The Fall and Rise (?) of the Global Model

General circulation models (GCMs) estimate stronger effective radiative forcing by aerosol–cloud interactions (ERFaci) than other lines of evidence. The discrepancy is thought to stem in part from GCMs' inability to represent the turbulence–microphysics interactions in cloud-top entrainment that lead to a reduction in liquid water in stratocumulus-type clouds in response to an anthropogenic increase in aerosols. In the real atmosphere, precipitation suppression at low droplet number and enhanced cloud-top entrainment at high droplet number compete with each other, leading to an 'inverted v' shape of liquid water path plotted against droplet number. Enhanced entrainment is thought to be the dominant adjustment mechanism for liquid water path in the real atmosphere, weakening the overall ERFaci.

We show that the latest generation of GCMs includes models that produce a negative correlation between present-day cloud droplet number and liquid water path, a key piece of observational evidence supporting liquid water path reduction by anthropogenic aerosols and one that earlier-generation GCMs could not reproduce. However, even in the GCMs with a negative correlation, the increase in anthropogenic aerosols from preindustrial to present-day values still leads to an increase in liquid water path. This adds to the evidence that correlations in the present-day climate are not necessarily causal.
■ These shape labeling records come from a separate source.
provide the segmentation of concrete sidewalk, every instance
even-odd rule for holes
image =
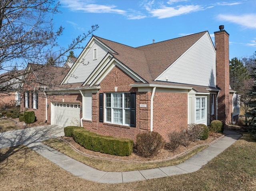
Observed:
[[[78,162],[41,143],[28,146],[74,175],[101,183],[117,183],[160,178],[196,171],[239,139],[242,135],[226,131],[226,136],[184,162],[174,166],[128,172],[106,172]]]
[[[48,125],[0,133],[0,148],[24,144],[74,175],[101,183],[133,182],[196,171],[242,136],[225,131],[226,136],[201,152],[178,165],[128,172],[106,172],[97,170],[73,159],[40,142],[64,136],[63,128]]]

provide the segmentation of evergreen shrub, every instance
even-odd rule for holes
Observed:
[[[134,151],[142,157],[150,157],[156,155],[164,144],[164,139],[158,133],[147,131],[137,135]]]
[[[128,156],[133,151],[132,140],[96,134],[84,128],[74,129],[73,138],[86,149],[118,156]]]
[[[210,124],[210,131],[214,133],[222,133],[224,130],[224,125],[218,120],[214,120]]]
[[[33,123],[36,120],[35,112],[34,111],[24,112],[24,122],[26,124]]]
[[[196,125],[200,129],[200,134],[198,138],[201,140],[206,140],[209,137],[209,128],[204,124],[198,124]]]

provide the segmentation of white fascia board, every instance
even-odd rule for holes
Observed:
[[[90,86],[99,84],[116,65],[118,66],[136,81],[146,83],[140,76],[113,57],[90,84]]]
[[[98,90],[100,89],[100,87],[79,87],[74,88],[69,88],[68,89],[59,89],[56,90],[47,90],[45,91],[47,93],[53,93],[52,94],[56,94],[61,92],[61,94],[72,94],[80,93],[79,91],[90,92],[92,93],[97,93]]]
[[[69,70],[69,71],[68,71],[68,72],[64,78],[64,79],[63,79],[62,81],[61,82],[60,84],[61,85],[66,83],[68,82],[70,77],[72,75],[72,74],[78,67],[80,63],[81,62],[81,60],[84,57],[85,55],[87,54],[91,47],[94,44],[94,43],[95,43],[96,41],[102,46],[104,49],[107,49],[108,51],[112,51],[115,53],[115,52],[113,50],[110,49],[109,47],[107,47],[105,44],[99,41],[94,36],[93,36],[88,42],[85,47],[84,49],[81,54],[80,54],[78,57],[77,58],[75,63],[73,65],[70,69]]]
[[[103,70],[103,69],[111,61],[112,57],[113,55],[111,54],[108,53],[91,74],[90,76],[88,77],[88,78],[87,78],[84,83],[82,85],[82,86],[85,86],[87,85],[90,85],[91,83],[92,83],[93,81],[95,79],[95,78],[96,78],[98,75],[99,75],[99,74]]]
[[[192,87],[187,87],[184,86],[175,86],[169,85],[161,85],[158,84],[131,84],[130,85],[132,87],[157,87],[163,88],[172,88],[174,89],[183,89],[186,90],[191,90],[193,88]]]
[[[214,46],[213,45],[213,44],[212,43],[212,41],[211,39],[210,38],[210,35],[209,34],[209,33],[208,32],[207,32],[206,33],[204,34],[204,35],[203,35],[201,37],[201,38],[200,38],[199,39],[198,39],[198,40],[197,41],[196,41],[196,42],[195,42],[195,43],[194,43],[193,45],[192,45],[191,46],[190,46],[189,47],[189,48],[188,48],[188,49],[186,51],[185,51],[184,53],[183,53],[182,54],[180,57],[178,58],[178,59],[177,59],[176,60],[175,60],[173,63],[172,63],[170,66],[169,66],[169,67],[168,67],[167,68],[166,68],[162,73],[161,73],[157,77],[156,77],[156,79],[154,80],[154,81],[156,81],[158,80],[158,79],[159,79],[159,78],[163,74],[164,74],[166,71],[167,71],[168,70],[169,70],[169,69],[171,67],[172,67],[174,64],[175,64],[175,63],[176,63],[185,54],[186,54],[187,53],[187,52],[188,52],[188,51],[189,51],[190,50],[191,48],[192,48],[192,47],[193,47],[195,45],[196,45],[196,43],[198,41],[199,41],[200,40],[201,40],[201,39],[202,39],[202,38],[203,38],[205,35],[207,35],[208,36],[208,37],[210,38],[210,41],[211,41],[211,43],[212,44],[212,48],[214,49],[214,51],[216,52],[216,50],[215,49],[215,48],[214,47]]]

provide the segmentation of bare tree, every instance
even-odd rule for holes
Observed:
[[[44,67],[46,55],[54,55],[51,63],[59,65],[70,50],[83,48],[81,43],[98,28],[93,25],[66,47],[60,47],[57,38],[64,28],[55,30],[52,19],[60,13],[59,6],[54,0],[0,0],[0,93],[14,90],[24,79],[27,74],[17,69],[25,69],[29,63]]]

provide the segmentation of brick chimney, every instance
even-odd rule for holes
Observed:
[[[230,123],[232,108],[230,108],[229,98],[229,34],[224,26],[214,32],[216,49],[216,85],[220,89],[218,98],[218,119]]]

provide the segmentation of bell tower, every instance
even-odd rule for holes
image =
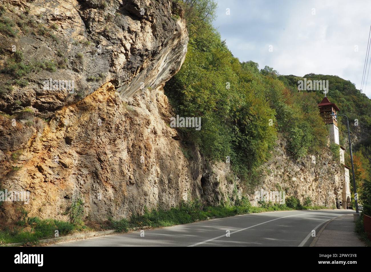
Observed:
[[[340,205],[338,206],[338,204],[336,203],[336,206],[339,209],[348,209],[350,208],[351,203],[349,168],[344,164],[344,153],[346,151],[345,149],[340,145],[339,141],[339,128],[338,127],[338,119],[336,114],[339,110],[334,103],[330,102],[326,96],[325,93],[324,99],[318,104],[318,108],[319,108],[319,114],[322,117],[325,123],[329,127],[330,142],[339,145],[340,162],[344,167],[344,177],[342,184],[342,193],[341,195],[338,196]],[[340,201],[341,200],[342,201]]]
[[[338,119],[336,114],[339,110],[334,103],[331,103],[327,97],[325,96],[322,101],[318,104],[319,114],[322,117],[325,123],[330,127],[330,141],[339,144],[339,128],[338,128]]]

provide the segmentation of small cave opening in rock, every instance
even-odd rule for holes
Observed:
[[[202,191],[204,194],[205,193],[205,189],[206,186],[206,182],[207,180],[206,180],[206,178],[205,176],[203,176],[201,177],[201,187],[202,187]]]
[[[65,142],[66,142],[66,144],[69,145],[70,145],[72,144],[72,138],[69,137],[67,137],[65,138]]]

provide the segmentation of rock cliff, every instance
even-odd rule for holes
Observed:
[[[206,161],[169,125],[176,113],[162,87],[188,41],[177,4],[4,3],[1,16],[14,23],[0,33],[0,188],[29,192],[30,216],[66,220],[79,197],[98,221],[240,197],[229,164]],[[342,176],[328,151],[313,164],[293,161],[285,146],[265,165],[263,188],[334,205]],[[0,219],[17,220],[21,205],[4,203]]]

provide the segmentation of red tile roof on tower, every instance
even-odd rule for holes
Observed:
[[[338,106],[336,106],[335,103],[330,102],[330,101],[328,100],[328,98],[327,97],[324,97],[324,99],[322,100],[322,101],[321,101],[321,103],[318,104],[318,107],[327,106],[330,105],[332,106],[332,107],[333,107],[336,110],[340,110],[338,107]]]

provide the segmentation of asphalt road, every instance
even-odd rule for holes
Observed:
[[[318,232],[326,221],[352,212],[336,209],[252,214],[145,230],[144,237],[138,231],[52,246],[308,246],[313,239],[312,230]]]

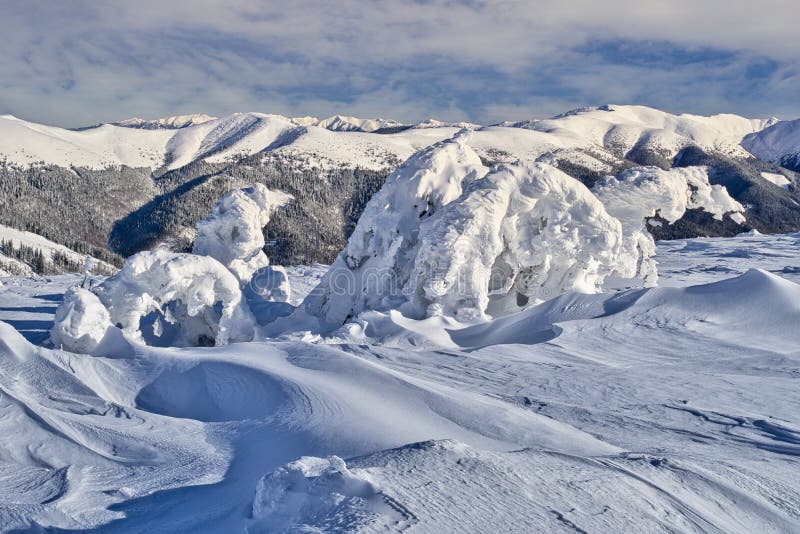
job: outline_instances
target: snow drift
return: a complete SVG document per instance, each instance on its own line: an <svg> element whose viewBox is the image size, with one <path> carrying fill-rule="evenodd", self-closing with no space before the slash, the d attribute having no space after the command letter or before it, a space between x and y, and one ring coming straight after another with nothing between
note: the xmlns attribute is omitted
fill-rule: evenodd
<svg viewBox="0 0 800 534"><path fill-rule="evenodd" d="M225 345L253 339L247 303L285 302L288 276L264 254L263 227L289 195L261 184L224 195L197 224L193 254L140 252L94 289L70 290L58 308L51 339L91 353L107 326L148 345ZM242 288L253 275L258 277Z"/></svg>
<svg viewBox="0 0 800 534"><path fill-rule="evenodd" d="M615 274L640 278L646 286L658 280L653 259L656 244L647 230L649 219L658 215L672 224L687 209L702 208L715 219L728 214L739 224L744 222L744 207L723 186L709 184L705 167L630 169L598 181L592 193L622 224L623 244Z"/></svg>
<svg viewBox="0 0 800 534"><path fill-rule="evenodd" d="M341 324L366 310L389 309L404 301L419 248L420 227L464 187L485 175L470 134L437 143L409 158L367 203L345 249L306 308Z"/></svg>
<svg viewBox="0 0 800 534"><path fill-rule="evenodd" d="M253 338L239 281L210 257L140 252L95 290L111 322L149 344L224 345Z"/></svg>
<svg viewBox="0 0 800 534"><path fill-rule="evenodd" d="M235 189L197 223L192 253L211 256L225 265L245 285L253 273L269 265L264 248L263 228L272 213L291 195L270 191L262 184Z"/></svg>
<svg viewBox="0 0 800 534"><path fill-rule="evenodd" d="M565 291L597 291L618 261L619 222L545 164L502 165L422 225L413 315L507 315Z"/></svg>
<svg viewBox="0 0 800 534"><path fill-rule="evenodd" d="M50 339L56 347L80 354L91 353L111 327L111 316L97 295L81 287L64 294L56 310Z"/></svg>
<svg viewBox="0 0 800 534"><path fill-rule="evenodd" d="M687 209L743 222L704 167L642 167L592 191L544 164L481 164L462 132L392 173L306 308L326 324L367 310L462 321L514 313L607 277L653 285L647 221Z"/></svg>

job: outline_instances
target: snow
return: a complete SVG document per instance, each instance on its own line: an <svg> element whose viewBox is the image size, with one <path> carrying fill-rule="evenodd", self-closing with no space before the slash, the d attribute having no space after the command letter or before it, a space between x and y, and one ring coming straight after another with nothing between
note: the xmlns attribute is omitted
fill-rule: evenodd
<svg viewBox="0 0 800 534"><path fill-rule="evenodd" d="M305 310L338 327L370 311L458 321L514 313L607 277L657 280L646 223L687 209L744 221L704 167L640 167L592 191L544 164L484 167L462 131L392 173Z"/></svg>
<svg viewBox="0 0 800 534"><path fill-rule="evenodd" d="M43 254L45 254L45 257L51 261L53 254L56 252L63 254L67 257L67 259L77 264L83 264L88 258L85 254L79 254L78 252L75 252L64 245L54 243L49 239L40 236L39 234L26 232L24 230L17 230L16 228L11 228L8 226L0 225L0 240L10 241L14 248L19 248L21 245L25 245L34 249L39 249ZM117 270L116 267L102 260L98 260L96 258L91 258L91 260L93 264L93 270L100 274L109 274ZM23 269L26 274L33 274L27 265L22 264L13 258L6 257L2 252L0 252L0 261L11 262L15 265L18 265L19 268ZM1 267L2 264L0 263L0 268Z"/></svg>
<svg viewBox="0 0 800 534"><path fill-rule="evenodd" d="M800 163L800 120L776 122L746 136L742 146L764 161L797 165Z"/></svg>
<svg viewBox="0 0 800 534"><path fill-rule="evenodd" d="M72 287L56 310L50 339L56 347L91 354L111 327L111 316L97 295Z"/></svg>
<svg viewBox="0 0 800 534"><path fill-rule="evenodd" d="M334 115L327 119L317 119L316 117L298 117L292 119L301 126L317 126L334 132L374 132L382 128L393 128L403 126L401 123L386 119L359 119L357 117L347 117Z"/></svg>
<svg viewBox="0 0 800 534"><path fill-rule="evenodd" d="M745 136L749 136L744 141L748 150L778 161L797 143L791 144L794 134L769 132L788 128L787 124L791 123L736 115L672 115L643 106L616 105L491 127L430 119L392 134L374 132L404 125L340 115L322 120L257 112L221 118L188 115L130 119L78 131L2 116L0 158L23 166L44 162L95 169L118 165L176 169L196 160L220 163L266 150L298 156L312 168L345 165L380 170L394 168L416 151L467 128L475 134L471 146L490 160L499 154L509 163L548 162L547 158L561 155L586 160L590 168L602 171L634 148L670 158L688 145L697 145L747 157L749 153L740 146ZM757 141L761 138L752 134L762 130L763 141ZM783 139L789 139L788 145L779 147L778 140Z"/></svg>
<svg viewBox="0 0 800 534"><path fill-rule="evenodd" d="M423 223L403 293L412 316L502 316L565 291L592 293L622 232L586 186L555 167L506 165Z"/></svg>
<svg viewBox="0 0 800 534"><path fill-rule="evenodd" d="M209 256L140 252L94 289L111 323L150 344L224 345L253 338L238 279Z"/></svg>
<svg viewBox="0 0 800 534"><path fill-rule="evenodd" d="M337 326L362 311L402 303L424 221L457 199L488 169L467 146L469 134L408 159L367 203L345 249L306 308Z"/></svg>
<svg viewBox="0 0 800 534"><path fill-rule="evenodd" d="M164 117L161 119L140 119L133 117L119 121L118 126L128 126L132 128L185 128L194 124L203 124L204 122L212 121L217 117L206 115L205 113L194 113L189 115L175 115L172 117Z"/></svg>
<svg viewBox="0 0 800 534"><path fill-rule="evenodd" d="M193 254L210 256L230 270L244 286L253 273L269 265L262 250L272 213L291 199L263 184L235 189L220 198L212 212L197 223Z"/></svg>
<svg viewBox="0 0 800 534"><path fill-rule="evenodd" d="M773 183L778 187L782 187L784 189L789 189L789 186L792 183L784 175L775 172L762 172L761 177L767 180L768 182Z"/></svg>
<svg viewBox="0 0 800 534"><path fill-rule="evenodd" d="M655 242L646 226L648 219L658 215L672 224L693 208L702 208L720 220L725 214L741 217L744 211L724 187L709 184L704 167L630 169L598 181L592 193L622 224L623 252L617 275L641 278L650 286L655 285L658 273L653 259ZM744 222L743 218L735 220Z"/></svg>
<svg viewBox="0 0 800 534"><path fill-rule="evenodd" d="M796 531L799 244L660 242L659 287L471 325L93 356L12 328L80 276L5 279L0 524Z"/></svg>

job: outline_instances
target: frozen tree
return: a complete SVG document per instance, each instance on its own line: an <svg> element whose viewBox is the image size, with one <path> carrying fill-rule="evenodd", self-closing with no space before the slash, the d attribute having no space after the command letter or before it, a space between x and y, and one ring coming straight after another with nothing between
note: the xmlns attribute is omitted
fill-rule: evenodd
<svg viewBox="0 0 800 534"><path fill-rule="evenodd" d="M263 228L272 212L291 196L262 184L235 189L219 199L212 212L197 223L192 252L210 256L227 267L241 285L269 265L264 254Z"/></svg>

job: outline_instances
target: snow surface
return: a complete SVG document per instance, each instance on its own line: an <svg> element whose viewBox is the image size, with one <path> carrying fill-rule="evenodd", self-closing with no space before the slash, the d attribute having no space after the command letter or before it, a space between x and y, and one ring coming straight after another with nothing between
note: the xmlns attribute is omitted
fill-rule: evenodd
<svg viewBox="0 0 800 534"><path fill-rule="evenodd" d="M769 161L780 159L789 149L777 147L768 132L776 127L785 129L788 126L782 125L791 123L775 123L775 119L736 115L672 115L643 106L586 108L552 119L486 128L436 120L405 128L384 119L334 116L319 120L250 112L221 118L192 115L155 121L131 119L65 130L3 115L0 159L24 166L44 162L95 169L118 165L175 169L195 160L226 162L268 150L300 156L310 167L347 165L377 170L394 168L416 151L468 128L475 130L471 146L490 160L532 163L561 153L583 161L589 168L604 170L609 162L633 149L673 157L682 148L697 145L747 157L749 153L739 143L762 130L763 143L751 140L745 146ZM374 133L384 128L402 131ZM791 145L794 137L780 133L777 139L781 143L789 139L789 145L796 147L796 143ZM757 148L762 145L768 148Z"/></svg>
<svg viewBox="0 0 800 534"><path fill-rule="evenodd" d="M742 146L764 161L797 165L800 163L800 120L777 122L747 135Z"/></svg>
<svg viewBox="0 0 800 534"><path fill-rule="evenodd" d="M71 287L56 310L50 339L56 347L91 354L111 327L111 315L97 295L83 287Z"/></svg>
<svg viewBox="0 0 800 534"><path fill-rule="evenodd" d="M782 187L784 189L789 189L789 186L792 182L789 181L787 177L782 174L778 174L776 172L762 172L761 177L767 180L770 183L777 185L778 187Z"/></svg>
<svg viewBox="0 0 800 534"><path fill-rule="evenodd" d="M253 338L255 319L239 280L209 256L140 252L94 293L111 324L148 344L224 345Z"/></svg>
<svg viewBox="0 0 800 534"><path fill-rule="evenodd" d="M705 167L640 167L590 191L544 163L488 169L473 137L432 145L387 178L305 311L335 326L390 309L471 321L594 293L611 275L652 286L649 219L673 223L702 208L744 222Z"/></svg>
<svg viewBox="0 0 800 534"><path fill-rule="evenodd" d="M263 228L272 213L292 198L263 184L234 189L223 195L212 212L197 223L193 254L210 256L231 271L243 286L269 265ZM284 299L285 300L285 299Z"/></svg>
<svg viewBox="0 0 800 534"><path fill-rule="evenodd" d="M0 525L798 530L800 235L658 253L662 287L488 323L96 356L12 328L78 276L5 279Z"/></svg>
<svg viewBox="0 0 800 534"><path fill-rule="evenodd" d="M715 219L727 214L739 224L744 222L744 207L723 186L711 185L704 167L630 169L598 181L592 193L622 225L623 250L616 274L641 278L648 286L658 280L656 245L647 229L650 218L658 215L672 224L687 209L702 208Z"/></svg>
<svg viewBox="0 0 800 534"><path fill-rule="evenodd" d="M49 239L40 236L39 234L26 232L24 230L17 230L16 228L11 228L8 226L0 225L0 239L10 241L14 248L19 248L21 245L25 245L34 249L39 249L45 255L45 258L50 261L52 261L53 254L56 252L63 254L67 259L77 264L84 264L87 258L90 258L89 256L75 252L64 245L54 243ZM117 270L116 267L102 260L91 258L91 261L93 272L110 274ZM3 269L4 265L10 267ZM13 272L9 272L9 269L13 269L16 273L22 273L25 276L32 276L34 274L33 269L31 269L30 266L17 260L16 258L6 256L2 253L2 251L0 251L0 277L14 274Z"/></svg>

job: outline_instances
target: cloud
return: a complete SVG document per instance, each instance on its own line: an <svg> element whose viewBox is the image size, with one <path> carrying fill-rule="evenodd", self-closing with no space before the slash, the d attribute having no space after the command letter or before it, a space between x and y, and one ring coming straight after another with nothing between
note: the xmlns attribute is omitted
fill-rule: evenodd
<svg viewBox="0 0 800 534"><path fill-rule="evenodd" d="M493 122L565 107L798 114L790 2L0 4L0 113L258 110ZM510 115L513 114L513 115Z"/></svg>

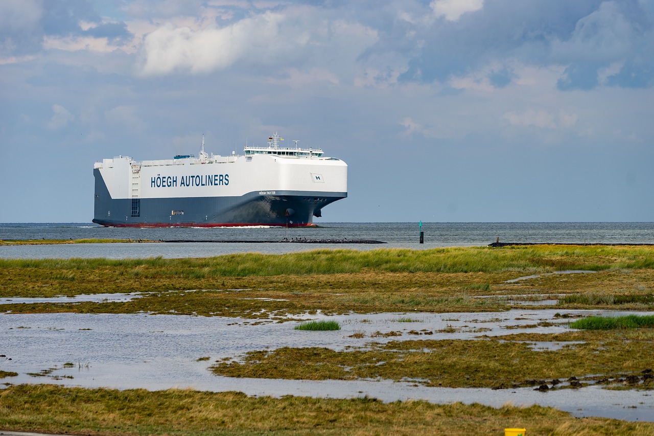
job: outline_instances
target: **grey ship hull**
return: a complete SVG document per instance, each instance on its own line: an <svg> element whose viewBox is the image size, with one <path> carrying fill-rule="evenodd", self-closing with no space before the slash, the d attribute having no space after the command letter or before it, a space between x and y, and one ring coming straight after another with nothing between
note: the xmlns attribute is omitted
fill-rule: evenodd
<svg viewBox="0 0 654 436"><path fill-rule="evenodd" d="M347 192L275 191L274 195L249 192L240 196L112 198L100 172L95 179L93 222L127 227L216 227L239 226L305 227L313 225L328 204Z"/></svg>

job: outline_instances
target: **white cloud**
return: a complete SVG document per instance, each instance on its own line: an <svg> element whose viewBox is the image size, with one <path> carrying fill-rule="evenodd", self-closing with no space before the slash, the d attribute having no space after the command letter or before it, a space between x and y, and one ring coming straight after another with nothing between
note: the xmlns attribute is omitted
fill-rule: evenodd
<svg viewBox="0 0 654 436"><path fill-rule="evenodd" d="M0 29L3 32L33 31L43 16L42 3L37 0L0 1Z"/></svg>
<svg viewBox="0 0 654 436"><path fill-rule="evenodd" d="M483 8L484 0L434 0L430 6L437 18L444 16L449 21L458 21L466 12Z"/></svg>
<svg viewBox="0 0 654 436"><path fill-rule="evenodd" d="M292 54L308 43L309 35L283 26L284 20L281 14L266 12L223 28L164 26L145 37L140 73L206 73L240 60L266 63Z"/></svg>
<svg viewBox="0 0 654 436"><path fill-rule="evenodd" d="M10 56L9 58L0 58L0 65L7 65L8 64L20 64L21 62L28 62L34 60L36 56L29 55L26 56Z"/></svg>
<svg viewBox="0 0 654 436"><path fill-rule="evenodd" d="M133 106L116 106L105 112L105 118L109 122L129 127L133 130L145 130L147 123L137 115L137 108Z"/></svg>
<svg viewBox="0 0 654 436"><path fill-rule="evenodd" d="M136 48L133 45L128 44L116 46L109 45L107 38L93 37L45 37L43 39L43 48L46 50L62 50L67 52L86 50L110 53L120 50L127 53L136 52Z"/></svg>
<svg viewBox="0 0 654 436"><path fill-rule="evenodd" d="M46 127L52 130L65 127L69 122L75 119L73 114L66 110L65 107L60 105L52 105L52 112L54 114L50 118L50 121L46 123Z"/></svg>
<svg viewBox="0 0 654 436"><path fill-rule="evenodd" d="M308 71L301 71L296 68L290 68L286 70L287 76L285 78L269 77L266 79L267 83L274 84L285 84L293 88L301 88L305 85L314 84L317 82L323 82L332 84L339 84L336 75L321 68L312 68Z"/></svg>
<svg viewBox="0 0 654 436"><path fill-rule="evenodd" d="M577 22L570 39L553 41L552 52L566 62L621 60L631 52L634 39L632 24L618 5L606 1Z"/></svg>
<svg viewBox="0 0 654 436"><path fill-rule="evenodd" d="M422 132L422 126L415 122L408 117L402 120L402 122L400 124L406 129L404 132L404 135L407 136L412 135L414 133L419 134Z"/></svg>
<svg viewBox="0 0 654 436"><path fill-rule="evenodd" d="M352 77L352 64L377 40L377 31L362 24L301 7L266 11L222 27L167 23L145 35L136 67L148 76L207 73L239 64L267 67L268 75L275 75L293 65L298 71L318 68Z"/></svg>
<svg viewBox="0 0 654 436"><path fill-rule="evenodd" d="M577 114L563 111L555 114L530 109L521 113L508 112L502 118L517 126L534 126L547 129L569 128L577 124Z"/></svg>

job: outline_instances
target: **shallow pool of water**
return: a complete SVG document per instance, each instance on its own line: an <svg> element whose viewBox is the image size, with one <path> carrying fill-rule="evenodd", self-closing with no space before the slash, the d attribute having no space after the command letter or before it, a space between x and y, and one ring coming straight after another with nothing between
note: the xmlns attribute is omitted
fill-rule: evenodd
<svg viewBox="0 0 654 436"><path fill-rule="evenodd" d="M349 346L364 346L372 341L387 342L421 338L472 339L481 335L565 331L566 324L555 318L557 312L513 310L490 313L415 312L330 317L341 323L343 329L337 331L294 330L299 321L260 323L256 320L239 318L145 314L0 314L0 337L3 338L0 354L6 357L0 357L0 369L15 371L19 376L1 381L151 390L192 388L273 396L347 398L368 395L388 401L423 399L441 403L478 402L494 407L511 402L516 405L553 406L577 416L654 419L654 399L650 393L608 391L596 386L541 393L530 388L502 390L436 388L385 380L253 380L218 377L208 371L218 359L266 348L322 346L342 350ZM610 313L559 312L572 315L573 319ZM528 327L542 321L554 321L554 325ZM410 331L427 331L433 334L417 336L409 334ZM377 331L399 331L402 336L371 338ZM363 337L349 337L355 332L363 333ZM198 360L203 357L210 359ZM73 363L73 367L63 368L66 363ZM38 373L55 367L58 369L49 376L27 375L28 372ZM63 376L73 378L58 378Z"/></svg>

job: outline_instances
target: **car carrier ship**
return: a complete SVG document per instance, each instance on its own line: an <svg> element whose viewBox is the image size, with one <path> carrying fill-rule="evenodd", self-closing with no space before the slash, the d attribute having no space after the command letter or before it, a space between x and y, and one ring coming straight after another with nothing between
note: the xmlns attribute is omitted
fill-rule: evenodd
<svg viewBox="0 0 654 436"><path fill-rule="evenodd" d="M347 196L347 164L321 149L267 147L244 154L95 162L94 223L122 227L313 225L322 209Z"/></svg>

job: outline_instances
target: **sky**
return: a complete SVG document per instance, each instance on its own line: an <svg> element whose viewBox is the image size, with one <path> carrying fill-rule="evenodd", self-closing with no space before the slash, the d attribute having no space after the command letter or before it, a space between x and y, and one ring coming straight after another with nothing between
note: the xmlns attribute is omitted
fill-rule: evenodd
<svg viewBox="0 0 654 436"><path fill-rule="evenodd" d="M0 222L274 132L349 165L318 223L654 221L654 1L0 0Z"/></svg>

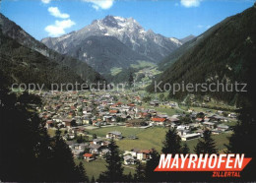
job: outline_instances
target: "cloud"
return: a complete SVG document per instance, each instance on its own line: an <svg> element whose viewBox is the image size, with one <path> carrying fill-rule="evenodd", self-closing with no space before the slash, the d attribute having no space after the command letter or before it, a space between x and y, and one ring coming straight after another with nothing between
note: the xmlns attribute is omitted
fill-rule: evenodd
<svg viewBox="0 0 256 183"><path fill-rule="evenodd" d="M83 0L87 3L93 3L92 7L96 10L99 9L109 9L113 6L114 0Z"/></svg>
<svg viewBox="0 0 256 183"><path fill-rule="evenodd" d="M180 4L186 8L198 7L203 0L180 0Z"/></svg>
<svg viewBox="0 0 256 183"><path fill-rule="evenodd" d="M49 4L51 0L41 0L43 4Z"/></svg>
<svg viewBox="0 0 256 183"><path fill-rule="evenodd" d="M47 26L44 30L48 32L49 36L59 36L65 33L65 30L76 25L70 19L64 21L55 21L54 25Z"/></svg>
<svg viewBox="0 0 256 183"><path fill-rule="evenodd" d="M50 15L57 17L57 18L61 18L61 19L69 18L69 15L68 14L62 14L59 11L58 7L49 7L48 12L50 13Z"/></svg>

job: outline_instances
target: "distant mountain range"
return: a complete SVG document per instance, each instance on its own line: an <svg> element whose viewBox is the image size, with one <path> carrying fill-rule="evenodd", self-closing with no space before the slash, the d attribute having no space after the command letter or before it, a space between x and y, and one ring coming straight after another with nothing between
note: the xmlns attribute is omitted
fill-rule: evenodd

Sources of confounding are investigated to explain the noncausal correlation between liquid water path and droplet number. These results are a reminder that assessments of climate parameters based on multiple lines of evidence must carefully consider the complementary strengths of different lines when the lines are in disagreement. To conclude the presentation, I will try to get the different lines of evidence to engage in Hegelian dialectic to disentangle what this means for climate projections and to imagine a world where global models (not necessarily only GCMs) contribute to physical understanding on an even footing with process modeling and observations.